Мирон Миронович выскочил из номера, граф бросился вслед за ним, догнал и ухватил его за пиджак. Придерживая полы пиджака, Мирон Миронович поволок за собой графа, а граф упирался, и лицо его надувалось, как индюковый зоб. Четыре кулака забарабанили в сорок восьмой номер, Сидякин распахнул дверь и строго спросил:
— Почему без доклада?
— Имею честь принести жалобу! — выпалил граф.
— Да пошли ты его подальше! — сказал Мирон Миронович Сидякину и толкнул графа локтем в бок. — Всяк сверчок знай свой шесток! — и он захлопнул перед графским носом дверь.
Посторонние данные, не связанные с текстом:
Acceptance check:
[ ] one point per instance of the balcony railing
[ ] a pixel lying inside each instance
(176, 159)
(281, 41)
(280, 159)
В желтом, достающем до пят пальто, красной вязаной шапочке, Кир вертел головой и напоминал попавшего в силок щегла. Перешивкин хотел взять сына за подбородок, но он спрятал подбородок в воротник, отступил на шаг и сказал:
— Дашь гривенник?
— Дам!
— Побожись!
— Ей-богу!
— Мутерхен ходила… — начал Кир и отступил еще, на шаг… — ходила ночью к комиссару!..
— К комиссару! — воскликнул учитель и встал, отпугнув сына еще на два шага. — Ты не врешь?
— Я не спал! Я боялся один!
Перешивкин был оскорблен: жена обманывала его под самым носом, об этом, наверное, знали соседи, знала вся Евпатория, его имя трепали по всем углам, а он и не подозревал. Он заскрежетал зубами, обратив в бегство сына, и дернул себя за волосы, пришпоривая мозг, который лежал в черепе холодной массой. С натугой он рассудил, что все складывается к лучшему: он уедет с Ирмой, жена останется с Трушиным, все обойдется без ссоры, а, главное, за ним, Перешивкиным, не будет вины. Такое положение сперва его обрадовало, он весело прошел шагов пятьдесят, но новая мысль понизила его настроение: если так случится, он не будет героем в Москве, и никто в Евпатории не скажет о нем ни слова. Он вернулся к скамейке, сел, и тут воочию представил, что покинул дом, а в доме живет Трушин, спит на двуспальной кровати, пьет кофе из кружки, рвет виноград со старой лозы, играет с «Королем» и смеется над чудаком, оставившим все это в его пользование. От злобы у Перешивкина свело челюсти, он зажмурился, и мозг его, как губка, набухал желчными словами, которые он собирался сказать Амалии Карловне. Торжествуя, Перешивкин предвидел, что она испугается, заплачет, упадет на колени, а он, призвав в свидетельницы Ирму, назовет жену падшей и оттолкнет ногой. Перешивкин достал из кармана расческу, рвал расческой волосы и сжимал ее, как кинжал.